With his gold, Indians, parrots, peacocks, etc., he set sail eastward and home. On a calm July day in 1493, Columbus was led by an honor guard toward the winter palace in Barcelona to report to the king and queen. The crowds grew ever larger as he approached the palace. Beautiful senoritas threw roses from upper balconies as the people shouted, “The Admiral! The Admiral!” Shops closed, and church bells rang throughout the city in his honor.
The Admiral made his way to the magnificent throne room and was greeted by Ferdinand and Isabella as “Admiral of the Ocean Sea and Viceroy of the Indies.” The royal couple rose to meet him as he approached the throne, an unusual honor. Additional honor came to him as he was asked to sit beside the royal couple.

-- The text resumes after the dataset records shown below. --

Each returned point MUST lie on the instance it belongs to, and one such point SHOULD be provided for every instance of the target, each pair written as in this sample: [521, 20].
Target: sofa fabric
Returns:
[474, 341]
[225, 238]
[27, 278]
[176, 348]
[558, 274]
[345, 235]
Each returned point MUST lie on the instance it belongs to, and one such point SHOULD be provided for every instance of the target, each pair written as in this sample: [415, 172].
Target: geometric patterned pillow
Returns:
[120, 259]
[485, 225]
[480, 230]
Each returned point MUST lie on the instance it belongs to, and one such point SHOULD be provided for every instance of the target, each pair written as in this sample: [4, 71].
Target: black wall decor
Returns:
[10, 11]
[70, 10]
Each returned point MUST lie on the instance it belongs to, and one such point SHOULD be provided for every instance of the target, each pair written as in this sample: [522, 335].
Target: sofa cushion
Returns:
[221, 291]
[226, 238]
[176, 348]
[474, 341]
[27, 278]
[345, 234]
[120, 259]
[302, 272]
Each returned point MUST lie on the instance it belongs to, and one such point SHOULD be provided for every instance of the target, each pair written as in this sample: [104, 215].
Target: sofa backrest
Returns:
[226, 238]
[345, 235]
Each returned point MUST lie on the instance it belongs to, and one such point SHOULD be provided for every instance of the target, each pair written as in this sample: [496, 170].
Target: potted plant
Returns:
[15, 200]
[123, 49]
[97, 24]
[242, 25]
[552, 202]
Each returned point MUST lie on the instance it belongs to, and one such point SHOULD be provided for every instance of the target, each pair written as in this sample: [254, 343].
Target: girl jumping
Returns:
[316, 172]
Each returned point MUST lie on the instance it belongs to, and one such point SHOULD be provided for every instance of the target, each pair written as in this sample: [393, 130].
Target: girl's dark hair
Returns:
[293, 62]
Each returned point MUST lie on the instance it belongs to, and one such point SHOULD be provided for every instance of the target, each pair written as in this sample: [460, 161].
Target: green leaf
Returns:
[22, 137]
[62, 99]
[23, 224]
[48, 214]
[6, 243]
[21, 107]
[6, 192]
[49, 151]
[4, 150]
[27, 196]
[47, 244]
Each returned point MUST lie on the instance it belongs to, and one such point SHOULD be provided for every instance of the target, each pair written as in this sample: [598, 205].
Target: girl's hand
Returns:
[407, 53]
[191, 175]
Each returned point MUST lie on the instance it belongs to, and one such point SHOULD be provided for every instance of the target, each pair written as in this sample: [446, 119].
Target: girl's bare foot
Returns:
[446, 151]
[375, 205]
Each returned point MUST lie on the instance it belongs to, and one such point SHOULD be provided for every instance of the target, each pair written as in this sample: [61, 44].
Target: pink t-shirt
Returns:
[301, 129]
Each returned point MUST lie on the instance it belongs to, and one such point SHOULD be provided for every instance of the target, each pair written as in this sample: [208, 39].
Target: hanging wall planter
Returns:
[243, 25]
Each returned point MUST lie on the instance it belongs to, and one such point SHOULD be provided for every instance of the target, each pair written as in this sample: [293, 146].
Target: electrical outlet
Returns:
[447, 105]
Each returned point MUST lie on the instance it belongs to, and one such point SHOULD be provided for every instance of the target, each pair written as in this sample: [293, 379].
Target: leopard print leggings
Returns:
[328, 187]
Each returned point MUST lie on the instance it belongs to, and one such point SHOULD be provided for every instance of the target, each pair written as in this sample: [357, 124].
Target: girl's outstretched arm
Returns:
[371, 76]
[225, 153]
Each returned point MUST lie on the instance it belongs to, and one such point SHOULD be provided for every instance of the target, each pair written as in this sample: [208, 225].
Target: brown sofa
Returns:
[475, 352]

The court listened in silent reverence as Columbus told of his difficult journey, fear of mutiny, and the excitement on sighting land. He then presented the court with fruits, parrots, and six dark-skinned natives. When he finally opened the chest of gold, the king and queen got on their knees, followed by everyone in the court, and wept and sang, “Oh Lord, in thee have I trusted, let me ever be confounded.” What they were thinking was, we can now pay some of our bills. The Pope had given the king and queen control over “the funds in the Americas.” However, it was not the popes to give. The sovereigns and the Pope had a quid pro quo agreement—you scratch my back, and I’ll scratch yours. It worked; the pope gave them the income from the New World discoveries since they had supported his horrendous inquisition years earlier.

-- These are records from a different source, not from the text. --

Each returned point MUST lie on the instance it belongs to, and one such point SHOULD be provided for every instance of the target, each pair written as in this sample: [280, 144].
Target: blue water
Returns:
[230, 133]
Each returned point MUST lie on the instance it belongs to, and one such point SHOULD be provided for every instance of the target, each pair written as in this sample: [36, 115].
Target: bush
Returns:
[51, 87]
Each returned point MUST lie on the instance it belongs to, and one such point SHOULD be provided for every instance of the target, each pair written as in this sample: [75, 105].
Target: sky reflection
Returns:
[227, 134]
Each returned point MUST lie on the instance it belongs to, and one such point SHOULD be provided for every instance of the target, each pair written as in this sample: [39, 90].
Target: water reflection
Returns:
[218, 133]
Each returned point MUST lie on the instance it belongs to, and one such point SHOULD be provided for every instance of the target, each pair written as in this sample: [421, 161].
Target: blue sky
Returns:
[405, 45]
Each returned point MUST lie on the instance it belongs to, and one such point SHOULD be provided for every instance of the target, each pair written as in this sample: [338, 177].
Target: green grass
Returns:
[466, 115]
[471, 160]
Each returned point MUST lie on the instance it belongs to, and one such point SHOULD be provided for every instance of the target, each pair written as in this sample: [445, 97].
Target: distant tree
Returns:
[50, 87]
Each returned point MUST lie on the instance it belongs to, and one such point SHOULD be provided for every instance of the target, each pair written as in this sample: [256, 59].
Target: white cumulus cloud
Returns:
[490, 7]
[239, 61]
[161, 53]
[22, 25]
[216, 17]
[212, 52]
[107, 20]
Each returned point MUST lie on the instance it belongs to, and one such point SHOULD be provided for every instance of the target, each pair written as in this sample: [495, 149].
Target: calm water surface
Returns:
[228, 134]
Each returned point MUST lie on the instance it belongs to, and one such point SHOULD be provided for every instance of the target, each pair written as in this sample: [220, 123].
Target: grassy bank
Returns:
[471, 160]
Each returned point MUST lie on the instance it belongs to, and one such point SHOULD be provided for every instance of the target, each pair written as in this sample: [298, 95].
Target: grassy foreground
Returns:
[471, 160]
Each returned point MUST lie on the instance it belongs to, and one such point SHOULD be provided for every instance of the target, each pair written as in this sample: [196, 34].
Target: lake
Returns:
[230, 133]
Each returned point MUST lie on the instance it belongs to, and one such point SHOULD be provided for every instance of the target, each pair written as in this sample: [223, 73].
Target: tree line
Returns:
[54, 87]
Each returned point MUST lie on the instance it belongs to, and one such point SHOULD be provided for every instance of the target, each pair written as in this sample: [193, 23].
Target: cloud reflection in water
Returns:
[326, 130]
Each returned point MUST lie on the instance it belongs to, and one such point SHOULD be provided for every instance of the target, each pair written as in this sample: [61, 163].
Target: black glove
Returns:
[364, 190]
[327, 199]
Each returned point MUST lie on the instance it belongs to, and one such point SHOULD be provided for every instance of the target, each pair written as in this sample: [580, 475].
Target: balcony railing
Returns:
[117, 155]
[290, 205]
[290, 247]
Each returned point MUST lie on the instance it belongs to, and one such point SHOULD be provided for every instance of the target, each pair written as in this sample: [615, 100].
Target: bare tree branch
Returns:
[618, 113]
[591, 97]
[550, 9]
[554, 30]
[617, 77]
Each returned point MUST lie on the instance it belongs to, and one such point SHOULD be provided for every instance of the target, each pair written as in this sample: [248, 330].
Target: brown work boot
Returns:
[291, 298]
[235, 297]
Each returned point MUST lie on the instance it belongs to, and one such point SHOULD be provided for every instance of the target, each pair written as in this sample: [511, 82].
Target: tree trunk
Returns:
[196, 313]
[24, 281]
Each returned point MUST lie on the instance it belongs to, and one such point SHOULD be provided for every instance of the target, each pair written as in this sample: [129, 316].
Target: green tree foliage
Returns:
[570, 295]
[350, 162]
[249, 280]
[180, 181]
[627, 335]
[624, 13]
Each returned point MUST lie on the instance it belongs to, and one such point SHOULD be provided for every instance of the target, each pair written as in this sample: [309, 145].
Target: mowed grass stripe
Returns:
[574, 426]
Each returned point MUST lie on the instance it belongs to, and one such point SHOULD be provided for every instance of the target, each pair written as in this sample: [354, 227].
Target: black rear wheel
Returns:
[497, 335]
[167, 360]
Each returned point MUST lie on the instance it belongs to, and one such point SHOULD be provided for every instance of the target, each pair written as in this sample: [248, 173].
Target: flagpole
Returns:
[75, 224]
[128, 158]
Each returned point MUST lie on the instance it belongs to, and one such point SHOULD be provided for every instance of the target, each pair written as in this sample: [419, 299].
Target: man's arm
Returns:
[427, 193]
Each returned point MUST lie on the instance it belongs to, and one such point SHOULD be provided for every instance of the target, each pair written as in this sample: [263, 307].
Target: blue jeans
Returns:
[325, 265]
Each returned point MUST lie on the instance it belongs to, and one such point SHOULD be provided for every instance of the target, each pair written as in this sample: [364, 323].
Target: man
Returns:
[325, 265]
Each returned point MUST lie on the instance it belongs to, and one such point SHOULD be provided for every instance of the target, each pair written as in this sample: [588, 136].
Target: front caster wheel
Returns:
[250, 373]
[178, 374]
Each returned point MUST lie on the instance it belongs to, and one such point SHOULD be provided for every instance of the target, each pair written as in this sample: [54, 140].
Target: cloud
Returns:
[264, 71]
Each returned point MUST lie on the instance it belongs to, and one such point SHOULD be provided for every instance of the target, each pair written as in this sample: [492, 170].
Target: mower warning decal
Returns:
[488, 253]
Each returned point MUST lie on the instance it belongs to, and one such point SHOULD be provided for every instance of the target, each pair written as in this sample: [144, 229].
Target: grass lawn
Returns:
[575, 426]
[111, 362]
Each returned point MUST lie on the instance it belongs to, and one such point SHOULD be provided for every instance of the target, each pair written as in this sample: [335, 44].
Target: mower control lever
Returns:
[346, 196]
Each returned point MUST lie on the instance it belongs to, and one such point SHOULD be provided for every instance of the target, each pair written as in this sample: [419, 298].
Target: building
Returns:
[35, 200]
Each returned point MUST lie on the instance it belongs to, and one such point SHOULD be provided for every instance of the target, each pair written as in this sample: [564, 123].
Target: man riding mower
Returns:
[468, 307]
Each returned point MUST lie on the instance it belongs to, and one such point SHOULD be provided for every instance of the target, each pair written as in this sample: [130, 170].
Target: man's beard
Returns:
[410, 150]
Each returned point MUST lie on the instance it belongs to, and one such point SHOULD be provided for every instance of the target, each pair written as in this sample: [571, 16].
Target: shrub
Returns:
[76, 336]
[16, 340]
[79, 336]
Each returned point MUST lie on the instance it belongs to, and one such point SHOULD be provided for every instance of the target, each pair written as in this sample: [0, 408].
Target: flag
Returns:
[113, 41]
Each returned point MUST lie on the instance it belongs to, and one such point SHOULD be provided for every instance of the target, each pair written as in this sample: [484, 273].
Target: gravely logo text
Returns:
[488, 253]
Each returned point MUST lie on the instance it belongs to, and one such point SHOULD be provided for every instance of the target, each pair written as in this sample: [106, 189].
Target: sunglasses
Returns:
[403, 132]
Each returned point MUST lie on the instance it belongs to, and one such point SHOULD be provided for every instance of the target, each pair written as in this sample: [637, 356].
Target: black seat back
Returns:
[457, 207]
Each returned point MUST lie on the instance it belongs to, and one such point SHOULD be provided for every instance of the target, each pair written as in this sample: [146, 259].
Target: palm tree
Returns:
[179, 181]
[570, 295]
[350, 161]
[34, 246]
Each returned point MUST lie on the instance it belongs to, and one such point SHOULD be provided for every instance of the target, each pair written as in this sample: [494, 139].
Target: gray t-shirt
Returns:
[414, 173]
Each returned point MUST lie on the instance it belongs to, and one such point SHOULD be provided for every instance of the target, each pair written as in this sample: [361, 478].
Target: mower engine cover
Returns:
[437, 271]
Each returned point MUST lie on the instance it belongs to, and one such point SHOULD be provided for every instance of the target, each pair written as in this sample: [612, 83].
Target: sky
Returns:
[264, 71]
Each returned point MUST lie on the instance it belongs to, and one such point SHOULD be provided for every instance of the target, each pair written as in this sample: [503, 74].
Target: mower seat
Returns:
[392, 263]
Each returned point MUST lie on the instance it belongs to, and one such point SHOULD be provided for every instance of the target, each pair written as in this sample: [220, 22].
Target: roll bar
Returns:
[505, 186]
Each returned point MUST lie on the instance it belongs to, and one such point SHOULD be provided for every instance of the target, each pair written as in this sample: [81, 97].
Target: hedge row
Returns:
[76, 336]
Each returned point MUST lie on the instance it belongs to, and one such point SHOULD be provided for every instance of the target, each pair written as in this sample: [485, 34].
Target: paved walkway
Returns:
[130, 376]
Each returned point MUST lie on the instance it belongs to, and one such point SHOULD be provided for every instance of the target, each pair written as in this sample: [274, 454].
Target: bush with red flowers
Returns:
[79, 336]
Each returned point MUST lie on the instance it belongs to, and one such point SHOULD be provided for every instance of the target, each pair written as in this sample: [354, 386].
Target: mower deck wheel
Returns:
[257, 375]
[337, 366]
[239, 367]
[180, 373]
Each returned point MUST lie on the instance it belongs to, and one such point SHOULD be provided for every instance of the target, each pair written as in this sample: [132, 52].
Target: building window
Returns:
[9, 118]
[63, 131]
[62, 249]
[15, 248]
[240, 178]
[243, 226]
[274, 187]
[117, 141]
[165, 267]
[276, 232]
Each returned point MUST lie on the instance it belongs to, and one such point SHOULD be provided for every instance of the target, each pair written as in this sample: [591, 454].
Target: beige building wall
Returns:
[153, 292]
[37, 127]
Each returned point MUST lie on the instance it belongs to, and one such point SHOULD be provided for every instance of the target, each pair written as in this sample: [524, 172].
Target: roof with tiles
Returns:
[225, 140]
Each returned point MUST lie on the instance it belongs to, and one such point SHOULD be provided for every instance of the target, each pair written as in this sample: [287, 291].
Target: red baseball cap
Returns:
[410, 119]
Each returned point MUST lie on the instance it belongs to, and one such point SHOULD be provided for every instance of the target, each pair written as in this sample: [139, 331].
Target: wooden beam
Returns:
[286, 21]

Columbus could now have anything he wanted and what he wanted was a fleet of ships to colonize the islands. He had lost or forgotten most of the high idealism he had at the beginning of his adventure. He was too much impressed with himself and too concerned with the results of success: possessions, power, and position. The discovery of limited gold in Haiti had salvaged his first trip, but the successive voyages were disasters taking many lives, ships, and reputations of famous men. The supporters of his second journey were not thrilled with him spiritualizing his trip and talking about planting a cross on each island. They were interested in products, profits, and prestige.
The mighty admiral’s reputation was tarnished, and his momentum had fizzled. His virtues were not as impressive; his vices were magnified; his victory was limited to his first trip. Whatever his failures and they were many, Columbus was the first man who was willing to risk his life to prove a theory and had discovered what would become the greatest civilization that has ever blessed mankind—America.
He should be honored for that, not cursed, criticized, and condemned by lesser men.